A term coined only in 1981, "environmental racism" describes "the disproportionate burden of environmental problems that people of color take on. People of color are more likely to live in areas more exposed to pollutants in the air, ground, and water. Environmental catastrophes, such as floods, hurricanes, and earthquakes, disproportionately impact people of color, as these communities are more likely to live in substandard housing and within floodplains. And people of color generally have fewer resources to escape environmental disasters." (from the rationale of the overture)

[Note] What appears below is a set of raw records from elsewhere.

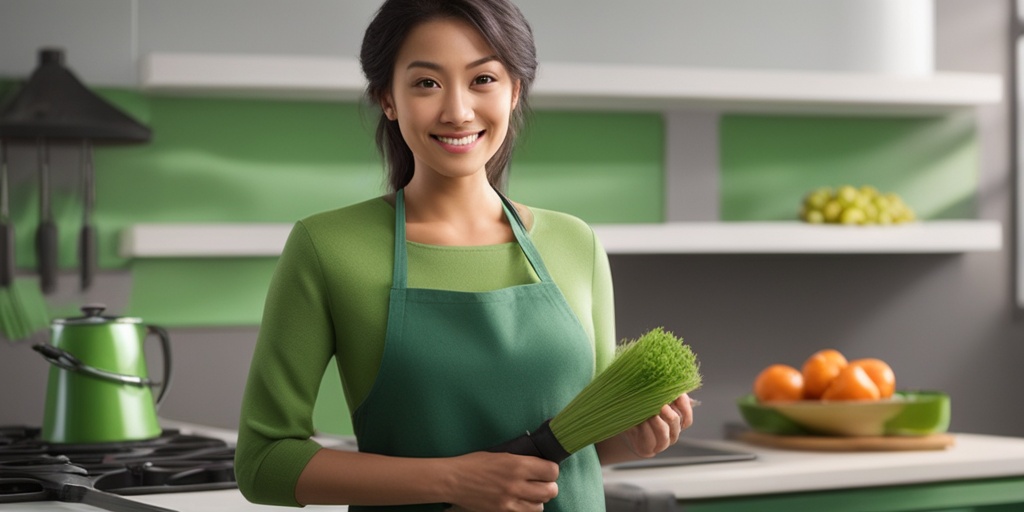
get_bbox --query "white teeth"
[437,133,480,145]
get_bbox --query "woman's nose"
[441,89,474,125]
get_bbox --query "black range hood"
[0,48,152,143]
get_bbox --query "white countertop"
[6,425,1024,512]
[604,433,1024,500]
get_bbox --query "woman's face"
[382,19,519,186]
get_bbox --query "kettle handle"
[145,326,171,407]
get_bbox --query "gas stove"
[0,426,238,511]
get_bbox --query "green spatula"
[488,328,700,463]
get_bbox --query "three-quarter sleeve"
[234,222,334,506]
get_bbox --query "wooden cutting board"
[737,430,953,452]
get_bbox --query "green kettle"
[33,304,171,443]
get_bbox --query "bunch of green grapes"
[800,185,916,225]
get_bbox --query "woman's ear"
[512,79,522,111]
[381,93,398,121]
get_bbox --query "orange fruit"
[801,348,847,399]
[850,357,896,398]
[821,366,881,400]
[754,365,804,401]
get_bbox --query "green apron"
[349,190,604,512]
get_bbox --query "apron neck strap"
[391,188,553,288]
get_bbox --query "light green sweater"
[234,198,615,506]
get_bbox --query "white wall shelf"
[140,53,1002,115]
[121,220,1002,258]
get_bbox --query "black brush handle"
[487,420,572,464]
[36,220,57,294]
[78,224,96,291]
[0,222,14,288]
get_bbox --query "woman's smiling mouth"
[431,131,485,153]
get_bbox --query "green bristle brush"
[489,328,700,463]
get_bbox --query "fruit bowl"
[737,391,949,436]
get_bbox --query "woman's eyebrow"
[406,55,498,71]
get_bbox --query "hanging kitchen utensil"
[0,139,50,340]
[0,140,14,289]
[0,48,152,294]
[78,138,96,291]
[36,139,58,294]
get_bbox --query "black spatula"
[36,138,57,294]
[78,139,96,291]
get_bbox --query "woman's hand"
[452,452,558,512]
[623,393,693,458]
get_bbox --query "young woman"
[236,0,692,512]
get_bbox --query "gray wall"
[0,0,1024,437]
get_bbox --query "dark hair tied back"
[359,0,537,191]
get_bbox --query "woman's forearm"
[295,449,454,505]
[295,449,558,510]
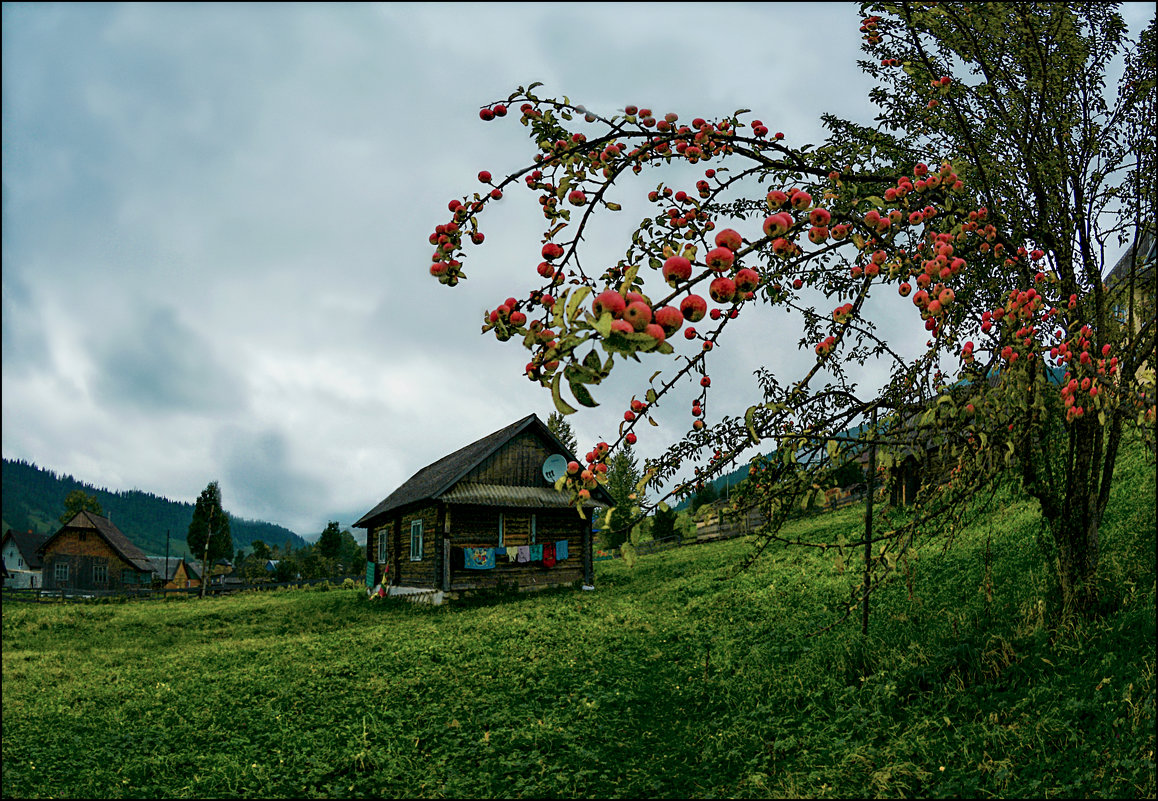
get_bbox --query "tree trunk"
[1050,517,1099,616]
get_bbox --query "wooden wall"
[447,506,591,590]
[43,530,151,589]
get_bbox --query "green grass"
[2,444,1156,798]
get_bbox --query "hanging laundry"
[462,548,494,571]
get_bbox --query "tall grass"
[2,444,1156,798]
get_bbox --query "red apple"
[704,248,735,272]
[716,228,743,251]
[680,295,708,321]
[655,306,683,337]
[733,267,760,293]
[644,323,666,343]
[664,256,691,286]
[708,275,735,303]
[623,300,652,331]
[591,289,628,318]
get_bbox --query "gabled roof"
[0,529,49,571]
[148,557,189,581]
[37,510,153,573]
[1106,227,1158,289]
[354,414,614,528]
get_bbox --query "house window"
[410,520,423,561]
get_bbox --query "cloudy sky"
[2,3,1152,537]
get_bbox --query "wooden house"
[38,512,153,590]
[0,529,47,589]
[354,414,615,594]
[148,557,201,589]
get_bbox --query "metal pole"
[201,499,213,598]
[860,409,877,634]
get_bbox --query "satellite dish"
[543,454,567,484]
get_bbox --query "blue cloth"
[462,548,494,571]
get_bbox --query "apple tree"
[430,3,1155,609]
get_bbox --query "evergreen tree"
[58,490,104,526]
[185,482,233,596]
[603,446,646,548]
[315,520,342,559]
[652,507,675,539]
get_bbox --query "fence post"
[860,409,877,635]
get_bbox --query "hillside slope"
[0,449,1156,798]
[0,458,306,556]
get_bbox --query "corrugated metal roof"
[438,483,599,508]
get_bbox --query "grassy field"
[2,446,1156,798]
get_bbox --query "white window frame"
[410,517,423,561]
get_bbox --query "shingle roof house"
[354,414,614,593]
[0,529,47,588]
[38,512,153,590]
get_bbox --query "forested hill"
[0,458,306,556]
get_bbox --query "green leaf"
[620,264,639,292]
[582,348,603,374]
[566,286,591,322]
[571,381,599,409]
[743,406,760,444]
[551,373,576,414]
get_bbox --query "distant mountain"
[0,458,307,556]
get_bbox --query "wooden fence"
[0,575,365,603]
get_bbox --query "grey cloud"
[94,308,245,414]
[214,426,324,534]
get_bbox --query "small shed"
[38,512,153,590]
[2,529,49,589]
[354,414,615,593]
[148,557,201,589]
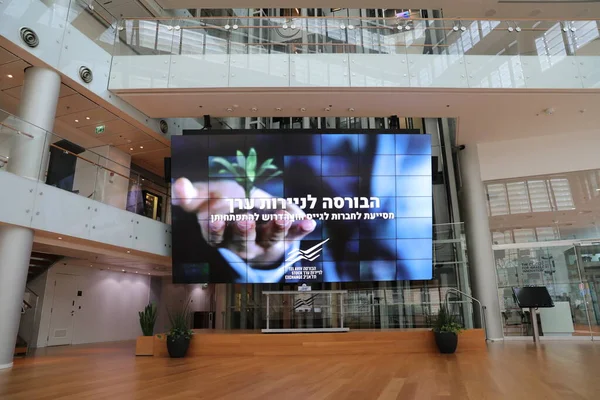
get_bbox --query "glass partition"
[217,223,474,330]
[574,243,600,337]
[0,110,170,222]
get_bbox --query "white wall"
[155,276,215,332]
[478,127,600,181]
[37,261,150,347]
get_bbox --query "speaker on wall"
[165,157,171,183]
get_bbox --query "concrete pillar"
[0,67,60,369]
[7,67,60,182]
[459,144,504,340]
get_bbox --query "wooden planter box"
[135,336,154,356]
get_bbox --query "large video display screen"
[171,130,432,284]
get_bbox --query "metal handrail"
[444,288,488,340]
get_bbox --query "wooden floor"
[0,341,600,400]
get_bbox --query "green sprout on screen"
[212,148,283,198]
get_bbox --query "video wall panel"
[171,130,432,284]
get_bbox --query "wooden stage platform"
[154,329,486,357]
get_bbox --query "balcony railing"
[110,17,600,90]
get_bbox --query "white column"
[459,144,504,340]
[0,67,60,369]
[7,67,60,181]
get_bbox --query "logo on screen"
[286,239,329,264]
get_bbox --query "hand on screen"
[173,178,316,264]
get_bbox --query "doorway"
[48,274,78,346]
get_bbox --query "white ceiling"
[156,0,600,19]
[112,88,600,144]
[0,47,171,176]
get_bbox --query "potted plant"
[433,304,463,354]
[135,303,156,356]
[166,300,194,358]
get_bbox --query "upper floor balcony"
[109,17,600,93]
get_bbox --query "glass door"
[494,245,600,337]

While the overture directs its focus on issues with the Port of New Jersey, the most significant example of environmental racism this century has taken place in our own bounds - the Flint Water Crisis. By concurring with this overture, our voice will be heard by the Assembly as it considers this overture; which means that the voices of the affected residents of Flint will also be heard.
Will our concurrence change the lives of the affected residents of Flint? Not likely; but it can start to change
us. We can start to learn more about how to love our neighbors; how to "do justice, love kindness, and walk humbly with God." It can lead us to a more humble and compassionate posture as individuals and communities of faith. It might even help us to recognize our own complicity, not only in environmental racism, but in the hundreds of ways we contribute to racism and racial injustice - one of which has been by our silence. Until now.
Environmental racism isn't the only issue worthy of our attention, but it is one that most of us can recognize and agree demands a response in our time and place. The great reformer Martin Luther said 500 years ago, "If you preach the Gospel in all aspects with the exception of the issues which deal specifically with your time you are not preaching the Gospel at all."
It is a small step, but a significant one. So let's keep walking.